En visite à Dakar pour la première de son film Un Homme qui crie, le réalisateur tchadien, Mahamat Saleh Haroun, estime qu’il faut qu’on arrive à juger Hissène Habré pour la noblesse de l’Afrique. Pour lui, l’ex-président Tchadien doit rendre des comptes aux familles endeuillées.

Le réalisateur tchadien, Mahamat Salem Haroun, a estimé qu’il serait content que le procès d’Hissène Habré, ancien président du Tchad puisse avoir lieu.
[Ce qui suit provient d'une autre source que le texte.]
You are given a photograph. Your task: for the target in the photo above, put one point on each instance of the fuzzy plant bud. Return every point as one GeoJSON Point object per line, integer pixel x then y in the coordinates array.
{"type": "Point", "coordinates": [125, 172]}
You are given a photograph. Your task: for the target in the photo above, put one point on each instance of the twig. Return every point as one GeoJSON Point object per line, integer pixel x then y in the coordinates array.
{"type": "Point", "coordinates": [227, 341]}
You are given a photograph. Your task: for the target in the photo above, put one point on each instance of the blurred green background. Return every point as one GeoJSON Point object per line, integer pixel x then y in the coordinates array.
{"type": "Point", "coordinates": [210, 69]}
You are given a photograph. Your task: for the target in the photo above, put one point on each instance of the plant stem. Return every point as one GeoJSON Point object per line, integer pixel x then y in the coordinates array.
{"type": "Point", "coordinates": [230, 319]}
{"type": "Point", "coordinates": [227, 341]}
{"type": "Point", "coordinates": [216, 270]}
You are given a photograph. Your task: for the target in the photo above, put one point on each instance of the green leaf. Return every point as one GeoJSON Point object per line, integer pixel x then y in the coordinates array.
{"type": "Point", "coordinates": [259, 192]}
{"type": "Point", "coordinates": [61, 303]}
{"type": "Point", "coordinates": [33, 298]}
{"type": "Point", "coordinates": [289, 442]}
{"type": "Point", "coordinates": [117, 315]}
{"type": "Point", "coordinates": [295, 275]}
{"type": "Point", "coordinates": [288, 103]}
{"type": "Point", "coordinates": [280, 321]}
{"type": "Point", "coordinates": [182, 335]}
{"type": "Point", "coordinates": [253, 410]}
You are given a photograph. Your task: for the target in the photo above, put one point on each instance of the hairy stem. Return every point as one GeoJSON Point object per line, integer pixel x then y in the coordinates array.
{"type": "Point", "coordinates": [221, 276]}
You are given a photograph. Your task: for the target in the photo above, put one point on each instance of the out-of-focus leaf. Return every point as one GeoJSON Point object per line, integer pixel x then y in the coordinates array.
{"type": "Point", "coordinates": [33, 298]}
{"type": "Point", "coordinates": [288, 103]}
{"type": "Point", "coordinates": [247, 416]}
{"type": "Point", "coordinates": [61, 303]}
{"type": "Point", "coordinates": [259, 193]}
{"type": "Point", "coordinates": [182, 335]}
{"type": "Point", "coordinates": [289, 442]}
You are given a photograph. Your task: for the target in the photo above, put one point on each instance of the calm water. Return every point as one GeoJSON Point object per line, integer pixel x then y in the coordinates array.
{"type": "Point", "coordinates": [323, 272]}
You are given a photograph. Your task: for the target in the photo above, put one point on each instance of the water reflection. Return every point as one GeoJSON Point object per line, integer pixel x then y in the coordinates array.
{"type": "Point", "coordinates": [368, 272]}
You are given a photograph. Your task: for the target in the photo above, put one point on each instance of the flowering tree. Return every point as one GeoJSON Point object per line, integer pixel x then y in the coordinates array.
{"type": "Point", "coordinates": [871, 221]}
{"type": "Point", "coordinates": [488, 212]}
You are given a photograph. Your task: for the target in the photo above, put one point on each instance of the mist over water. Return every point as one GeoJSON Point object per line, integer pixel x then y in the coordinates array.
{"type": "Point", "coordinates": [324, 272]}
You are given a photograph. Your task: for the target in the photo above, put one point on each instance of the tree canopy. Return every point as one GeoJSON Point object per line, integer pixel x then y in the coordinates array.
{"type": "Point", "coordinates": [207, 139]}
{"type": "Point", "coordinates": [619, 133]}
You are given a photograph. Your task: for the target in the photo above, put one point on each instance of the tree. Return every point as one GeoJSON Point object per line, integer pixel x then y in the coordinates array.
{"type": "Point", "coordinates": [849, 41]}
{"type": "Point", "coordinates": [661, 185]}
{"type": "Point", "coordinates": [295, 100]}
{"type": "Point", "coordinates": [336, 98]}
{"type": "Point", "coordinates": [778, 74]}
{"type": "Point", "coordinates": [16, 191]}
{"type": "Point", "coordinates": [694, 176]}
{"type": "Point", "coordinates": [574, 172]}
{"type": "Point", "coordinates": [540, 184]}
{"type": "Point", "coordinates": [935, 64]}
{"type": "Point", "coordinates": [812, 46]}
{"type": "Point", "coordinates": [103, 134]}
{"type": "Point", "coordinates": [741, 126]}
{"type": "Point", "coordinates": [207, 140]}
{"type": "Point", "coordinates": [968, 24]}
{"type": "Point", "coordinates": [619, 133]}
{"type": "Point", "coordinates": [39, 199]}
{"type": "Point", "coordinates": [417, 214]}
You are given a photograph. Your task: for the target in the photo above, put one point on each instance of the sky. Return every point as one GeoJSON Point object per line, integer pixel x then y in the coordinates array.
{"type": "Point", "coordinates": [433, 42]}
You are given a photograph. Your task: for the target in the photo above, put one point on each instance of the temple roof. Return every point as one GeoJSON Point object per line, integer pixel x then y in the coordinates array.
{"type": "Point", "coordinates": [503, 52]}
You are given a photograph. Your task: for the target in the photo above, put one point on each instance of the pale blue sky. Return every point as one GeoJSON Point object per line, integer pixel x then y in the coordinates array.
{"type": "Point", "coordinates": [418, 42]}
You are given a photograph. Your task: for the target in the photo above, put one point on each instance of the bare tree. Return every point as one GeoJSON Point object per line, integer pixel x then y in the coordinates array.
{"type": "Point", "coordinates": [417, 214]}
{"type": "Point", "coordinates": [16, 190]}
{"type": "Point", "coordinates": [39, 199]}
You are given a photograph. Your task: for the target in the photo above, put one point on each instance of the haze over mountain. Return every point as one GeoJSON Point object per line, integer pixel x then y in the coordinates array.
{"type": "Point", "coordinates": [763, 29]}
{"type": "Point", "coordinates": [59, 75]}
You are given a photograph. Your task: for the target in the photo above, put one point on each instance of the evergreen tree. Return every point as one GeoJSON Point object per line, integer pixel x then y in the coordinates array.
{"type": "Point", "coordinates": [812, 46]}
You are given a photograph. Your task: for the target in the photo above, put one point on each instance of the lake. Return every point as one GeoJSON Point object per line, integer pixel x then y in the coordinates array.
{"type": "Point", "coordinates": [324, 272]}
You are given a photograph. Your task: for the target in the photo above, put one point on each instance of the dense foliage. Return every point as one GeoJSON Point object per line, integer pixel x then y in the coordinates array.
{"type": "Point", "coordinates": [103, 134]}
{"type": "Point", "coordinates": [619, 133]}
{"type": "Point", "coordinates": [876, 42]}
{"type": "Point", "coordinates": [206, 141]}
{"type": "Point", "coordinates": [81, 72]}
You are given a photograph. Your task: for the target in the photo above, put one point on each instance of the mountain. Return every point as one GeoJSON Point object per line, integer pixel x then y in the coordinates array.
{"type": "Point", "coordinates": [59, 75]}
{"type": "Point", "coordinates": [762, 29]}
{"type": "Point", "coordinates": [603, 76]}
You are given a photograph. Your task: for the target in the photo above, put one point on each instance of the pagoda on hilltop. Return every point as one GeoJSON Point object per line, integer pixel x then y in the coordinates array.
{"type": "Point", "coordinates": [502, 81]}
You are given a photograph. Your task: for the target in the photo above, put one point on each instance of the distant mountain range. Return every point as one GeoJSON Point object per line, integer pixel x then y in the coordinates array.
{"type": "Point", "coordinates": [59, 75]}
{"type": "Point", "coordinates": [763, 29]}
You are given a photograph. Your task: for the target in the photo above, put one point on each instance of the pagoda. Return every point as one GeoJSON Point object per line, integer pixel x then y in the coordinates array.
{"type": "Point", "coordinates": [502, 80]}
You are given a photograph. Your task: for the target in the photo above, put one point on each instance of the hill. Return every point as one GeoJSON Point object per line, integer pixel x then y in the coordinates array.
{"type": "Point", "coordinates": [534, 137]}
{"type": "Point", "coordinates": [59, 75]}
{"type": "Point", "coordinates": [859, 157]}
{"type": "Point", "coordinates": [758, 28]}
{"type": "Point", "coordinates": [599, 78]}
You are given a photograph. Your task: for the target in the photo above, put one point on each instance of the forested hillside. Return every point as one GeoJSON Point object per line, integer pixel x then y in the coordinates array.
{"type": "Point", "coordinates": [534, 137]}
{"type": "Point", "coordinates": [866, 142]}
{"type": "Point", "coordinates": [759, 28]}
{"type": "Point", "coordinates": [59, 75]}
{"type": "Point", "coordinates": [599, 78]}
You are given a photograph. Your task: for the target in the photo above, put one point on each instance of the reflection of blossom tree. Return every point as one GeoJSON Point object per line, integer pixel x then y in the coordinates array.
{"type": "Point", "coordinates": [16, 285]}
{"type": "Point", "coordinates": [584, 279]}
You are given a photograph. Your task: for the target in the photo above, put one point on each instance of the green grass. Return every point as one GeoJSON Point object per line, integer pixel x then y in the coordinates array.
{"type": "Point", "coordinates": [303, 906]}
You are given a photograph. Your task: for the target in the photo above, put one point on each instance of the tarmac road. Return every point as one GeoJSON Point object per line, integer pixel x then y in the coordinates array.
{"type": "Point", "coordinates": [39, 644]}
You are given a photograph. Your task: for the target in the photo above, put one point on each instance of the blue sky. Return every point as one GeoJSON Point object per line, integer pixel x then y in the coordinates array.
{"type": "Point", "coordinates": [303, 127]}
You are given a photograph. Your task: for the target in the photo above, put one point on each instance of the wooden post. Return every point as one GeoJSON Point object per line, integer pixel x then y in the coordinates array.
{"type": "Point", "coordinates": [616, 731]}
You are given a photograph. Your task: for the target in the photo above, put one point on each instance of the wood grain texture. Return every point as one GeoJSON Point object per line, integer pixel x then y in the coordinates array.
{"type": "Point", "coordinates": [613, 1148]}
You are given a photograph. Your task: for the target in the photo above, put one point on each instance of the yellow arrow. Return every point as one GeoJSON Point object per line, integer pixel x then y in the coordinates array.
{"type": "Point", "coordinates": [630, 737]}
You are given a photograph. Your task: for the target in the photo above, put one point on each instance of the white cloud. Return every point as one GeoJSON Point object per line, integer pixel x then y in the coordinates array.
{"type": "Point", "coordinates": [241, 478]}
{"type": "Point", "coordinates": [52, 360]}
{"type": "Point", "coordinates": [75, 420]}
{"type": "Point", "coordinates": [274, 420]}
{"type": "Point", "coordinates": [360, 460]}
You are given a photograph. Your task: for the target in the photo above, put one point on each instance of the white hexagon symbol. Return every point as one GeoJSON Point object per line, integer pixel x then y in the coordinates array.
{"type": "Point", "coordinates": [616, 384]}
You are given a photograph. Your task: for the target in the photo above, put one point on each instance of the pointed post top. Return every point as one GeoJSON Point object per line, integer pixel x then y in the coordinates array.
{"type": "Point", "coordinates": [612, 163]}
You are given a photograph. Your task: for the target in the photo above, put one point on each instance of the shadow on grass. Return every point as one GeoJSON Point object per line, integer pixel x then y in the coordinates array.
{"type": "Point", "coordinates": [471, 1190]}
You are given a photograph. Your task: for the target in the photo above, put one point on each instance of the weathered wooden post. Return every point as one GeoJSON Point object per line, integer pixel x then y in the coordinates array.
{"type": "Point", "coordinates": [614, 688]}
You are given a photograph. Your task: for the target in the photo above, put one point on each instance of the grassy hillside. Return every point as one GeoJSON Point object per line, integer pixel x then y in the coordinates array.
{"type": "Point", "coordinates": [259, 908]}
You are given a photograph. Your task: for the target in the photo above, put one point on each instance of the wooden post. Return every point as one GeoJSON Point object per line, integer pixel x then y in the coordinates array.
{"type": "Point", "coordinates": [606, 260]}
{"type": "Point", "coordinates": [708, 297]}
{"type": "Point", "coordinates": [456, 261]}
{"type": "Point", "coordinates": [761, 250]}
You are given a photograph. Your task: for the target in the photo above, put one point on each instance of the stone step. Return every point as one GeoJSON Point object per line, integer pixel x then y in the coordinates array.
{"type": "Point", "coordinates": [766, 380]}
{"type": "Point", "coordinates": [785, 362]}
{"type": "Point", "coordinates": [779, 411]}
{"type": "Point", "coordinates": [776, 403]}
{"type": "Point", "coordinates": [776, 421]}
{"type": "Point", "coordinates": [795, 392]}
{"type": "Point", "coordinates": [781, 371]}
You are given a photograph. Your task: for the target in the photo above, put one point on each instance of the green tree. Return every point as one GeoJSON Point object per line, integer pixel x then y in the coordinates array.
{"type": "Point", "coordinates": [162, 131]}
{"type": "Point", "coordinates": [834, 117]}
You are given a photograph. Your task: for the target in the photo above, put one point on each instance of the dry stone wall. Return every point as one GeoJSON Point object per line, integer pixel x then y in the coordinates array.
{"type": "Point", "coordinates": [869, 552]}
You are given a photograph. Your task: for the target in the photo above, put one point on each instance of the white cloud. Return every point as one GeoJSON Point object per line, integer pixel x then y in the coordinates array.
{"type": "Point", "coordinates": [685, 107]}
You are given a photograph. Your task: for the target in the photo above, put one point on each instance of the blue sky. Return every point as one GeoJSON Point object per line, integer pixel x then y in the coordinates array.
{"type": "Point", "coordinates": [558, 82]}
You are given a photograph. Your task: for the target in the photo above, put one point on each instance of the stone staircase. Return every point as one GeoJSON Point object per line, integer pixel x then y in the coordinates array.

Le cinéaste soupçonne qu’il y ait des manœuvres dilatoires pour que le procès ne se tienne pas. ‘Pour la noblesse de l’Afrique, il faut qu’on arrive à juger Hissène Habré’, a-t-il affirmé. Haroun s’exprimait, jeudi, lors d’un point de presse, en prélude à la projection aujourd’hui et samedi à l’Institut français de son dernier film Un Homme qui crie, prix du jury au Festival de Cannes 2010. Sa visite à Dakar a coïncidé avec la table ronde des bailleurs pour le procès d’Hissène Habré, tenue mercredi dernier.

Le cinéaste soutient qu’’il faut juger les gens quand ils ont posé des actes et qu’il y a des gens qui estiment avoir été victimes de ce régime’. Selon Amnesty International, souligne le réalisateur du film Daratt (2006), il y a eu quarante mille morts sous le règne de Hissène Habré en huit ans (1982 à 1990). ‘Habré doit des comptes aux Tchadiens, aux familles. Parce qu’il y a des gens qui ont disparu, dont on ignore même l’existence des corps’, fait savoir Mahamat Saleh Haroun. Selon lui, des familles endeuillées n’ont pas encore fait le deuil de leurs disparus parce qu’elles n’ont pas trouvé leurs traces. ‘Lorsqu’on est responsable, on se doit de se présenter pour être jugé par les hommes et les dieux, pour expliquer et pour se défendre’, dit-il.

Le réalisateur tchadien trouve scandaleux que des voix s’élèvent pour dire que parce qu’Hissène Habré est un Africain et un noir, il ne doit pas être jugé par les Blancs. ‘Comment peut-on arriver à cette aberration, en disant qu’il ne faut pas que cet homme soit jugé en Europe ? Les Blancs doivent être jugés par des Blancs et les Noirs par des Noirs’, s’interroge Haroun.

Cette réalité tragique inspire Mahamat Saleh Haroun. ‘J’ai été tenté de faire un documentaire sur le sujet, mais la plaie est assez fraîche pour le traiter’, a soutenu le cinéaste qui cherche une porte d’entrée pour raconter le drame. ‘Il faut que je trouve éthiquement le moyen de raconter l’histoire qui s’est passée de 1982 à 1990. Il ne doit pas s’agir de pleurer sur ce que les gens ont subi, mais d’ouvrir des perspectives’, fait-il savoir.

Hissène Habré a été président du Tchad de 1982 à 1990. Il est accusé d’avoir commis des crimes de guerre et crimes contre l’humanité. Des plaintes ont été déposées contre l’ex-président tchadien et le Sénégal a été mandaté par l’Union africaine en 2006 pour juger Habré.